1. Introduction
Both cutaneous (non-burn) and burn injuries immediately trigger the local wound healing process. This involves the four complex and overlapping phases of haemostasis, inflammation, proliferation and remodelling [
1,
2]. In contrast to simple cutaneous wounds, major burn injury simultaneously also triggers a systemic pathophysiological stress response and hypermetabolism [
3]. The systemic hypermetabolic response refers to a significant increase in the resting energy expenditure, which is largely driven by elevated levels of circulating catecholamines, glucocorticoids and pro-inflammatory cytokines following burn injury [
4]. A greater than 20% total body surface area (TBSA) full-thickness burn injury stimulates hypermetabolism in humans [
3]. Furthermore, hypermetabolic burn patients also suffer from endocrine dysfunction, immune compromise, insulin resistance and whole-body catabolism [
5,
6]. These clinical features are associated with delayed recovery, prolonged hospital admission and increased morbidity and mortality. Currently available treatments to ameliorate hypermetabolism in major burn patients include local measures to reduce systemic cytokine stimulus (early excision, closure of the wound) as well as nutritional support and pharmacologic modalities such as androgens (testosterone, oxandrolone) and other anabolic hormones (insulin, growth hormone etc.) [
4].
In male mammals, the major circulating androgen is testosterone, which is secreted by testicular Leydig cells. After testicular secretion, a small proportion of circulating testosterone (5~10%) is converted to the more potent androgen, dihydrotestosterone (DHT) by 5α-reductase enzymes [
7,
8]. In previous studies, castration of male mice to reduce circulating androgens, accelerates cutaneous wound healing through the attenuation of the local inflammatory response and increased extracellular matrix (ECM) deposition [
9,
10,
11]. The castration effect on wound healing was counteracted by the restoring androgens in orchiectomised mice [
9,
10,
11]. Delayed wound healing was also reported after chemical blockade of testosterone conversion to DHT or in genetic androgen receptor (AR) knockout mice [
9,
11,
12,
13]. In these studies, androgens play an inhibitory role in cutaneous wound healing through the increased production of IL-6 and TNF and reduced wound re-epithelialization and collagen deposition [
9,
11,
12,
13].
Systemic inflammation is crucial in wound healing by supplying the growth factors, cytokines and chemokines needed to recruit immune cells mainly neutrophil, monocytes and macrophages to the site of burn injury. In cutaneous wounds, the systemic and local inflammatory phase lasts for 5–7 days. However, a major burn may display chronic persistent inflammation with a marked release of abundant pro-inflammatory mediators that linked to inflammatory response syndrome, sepsis, and multi-organ failure in patients.
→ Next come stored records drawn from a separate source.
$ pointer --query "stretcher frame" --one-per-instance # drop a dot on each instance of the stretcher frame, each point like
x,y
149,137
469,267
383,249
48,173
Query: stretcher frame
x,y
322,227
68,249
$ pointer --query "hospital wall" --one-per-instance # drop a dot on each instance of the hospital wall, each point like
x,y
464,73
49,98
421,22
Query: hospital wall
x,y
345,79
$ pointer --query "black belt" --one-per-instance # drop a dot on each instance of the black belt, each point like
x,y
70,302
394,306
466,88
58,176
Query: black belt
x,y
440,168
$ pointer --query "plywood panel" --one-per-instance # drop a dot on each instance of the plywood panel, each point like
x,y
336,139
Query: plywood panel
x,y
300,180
In contrast to the known inhibitory effects of androgens by prolonging inflammation in cutaneous wound healing, clinical studies have reported that testosterone and the synthetic androgen, oxandrolone can enhance recovery from a burn injury. Oxandrolone-treated burn patients maintain body mass better and have improved body composition and hepatic protein synthesis during the acute post-burn phase [
14,
15,
16,
17,
18]. Although there are reports of improved patient outcomes mainly in treated children (with low circulating androgens) after major burns, the role of androgens in major burn wound healing processes is still unknown.
DHT is the most potent natural androgen, with higher affinity and slower dissociation from AR binding leading to greater molar potency in the transactivation of the AR [
8]. Most importantly, DHT lacks the hepatotoxicity of 17α–alkylated synthetic androgens like oxandrolone, highlighting its overlooked potential as an important therapeutic option for male burn patients. Therefore, we hypothesise that pure androgen, DHT, can promote major burn wound healing via altering post-burn inflammation response. This study aims to investigate DHT treatment as a new therapeutic approach in treating major burn injury.
3. Discussion
In this study, we examined the role of a pure (non-aromatisable) androgen, DHT, in the local wound healing process and the systemic hypermetabolic response following major burn injury in mice. Our results showed that DHT has a positive impact on both local wound healing and metabolic catabolic responses, which differ from those reported after cutaneous injury.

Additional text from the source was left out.